Saturday, August 11, 2018

"This Legal Tactic Can Keep Nazis Out Of Your City"

This sounds legit, at a glance--that is to say: it doesn't sound to me like an obvious violation of either First or Second Amendment rights. And, off the top of my head, I'd think that the state has a legitimate interest in preventing the formation of private armies.
   Though as usual, I want to add: bad people have Constitutional rights, too. If there's a legitimate way to keep crazy protesters from being armed, I'm for it. But until I hear what somebody like Volokh has to say on this, I have to remain a bit skeptical, what with not in any way being a lawyer and all... And I'm not sure it's permissible for cities to strive to keep away protesters on the basis of the content of their views. Sounds not to me, actually.
   And: if we would reign in Antifa, a lot of these problems would go away. Seems to me that C'ville was pretty typical: I think C'ville thought it'd just let Antifa do its thuggy thing, and that would constitute another incentive for the wingnuts to leave. And that's why the cops hung back.
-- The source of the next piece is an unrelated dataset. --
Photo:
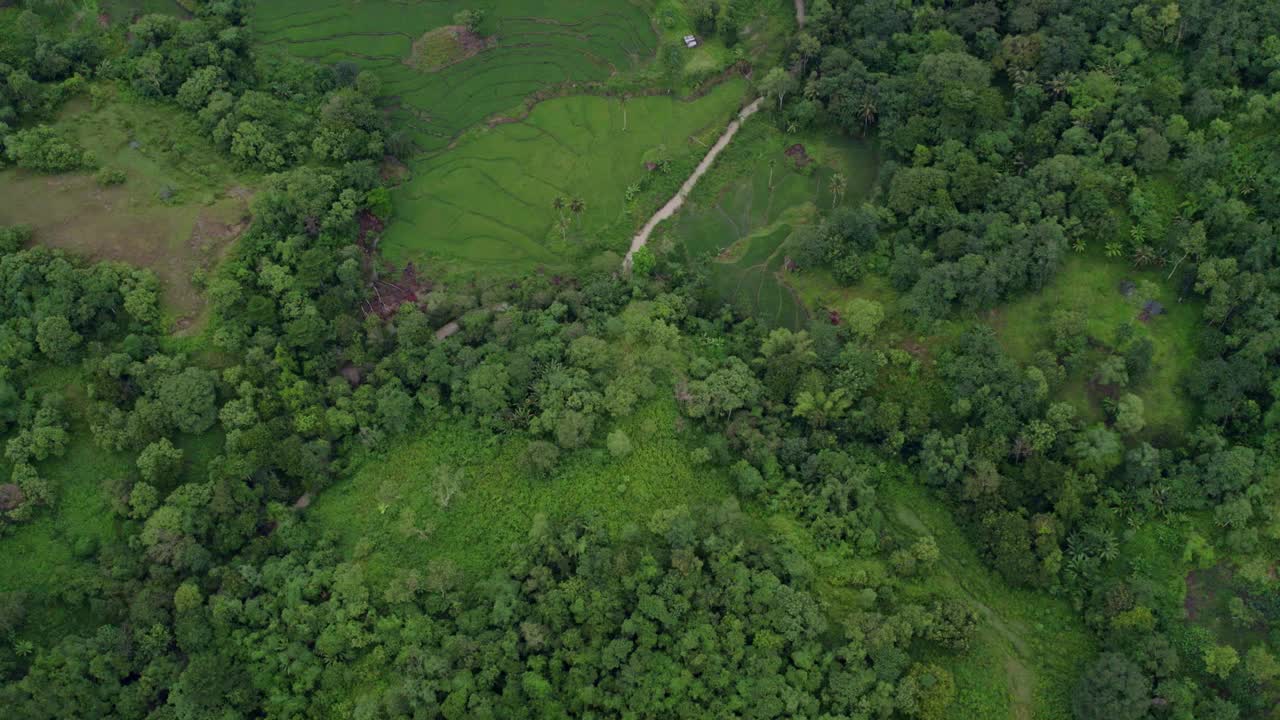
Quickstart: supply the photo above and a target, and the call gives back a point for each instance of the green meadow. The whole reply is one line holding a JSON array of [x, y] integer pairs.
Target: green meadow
[[529, 45], [745, 210], [177, 212], [391, 516], [1091, 285], [488, 204]]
Antifa typically initiates the violence. (Though the tiki-torch mob apparently started it at the Jefferson Statue the night before. And good on those student for defending the statue with force.) As long as Antifa is allowed to openly use violence to deny right-of-center groups their right to assemble, those groups will have good reason to come armed and ready for violence.
   And, of course: without the counter-protesters last year, Unite the Right comes and goes without incident. Needless to say, left-wing kooks have the same right to assemble that right-wing kooks have--but there's nothing preventing cities from telling them that they have to have rallies in different places. (So far as I know, anyway.)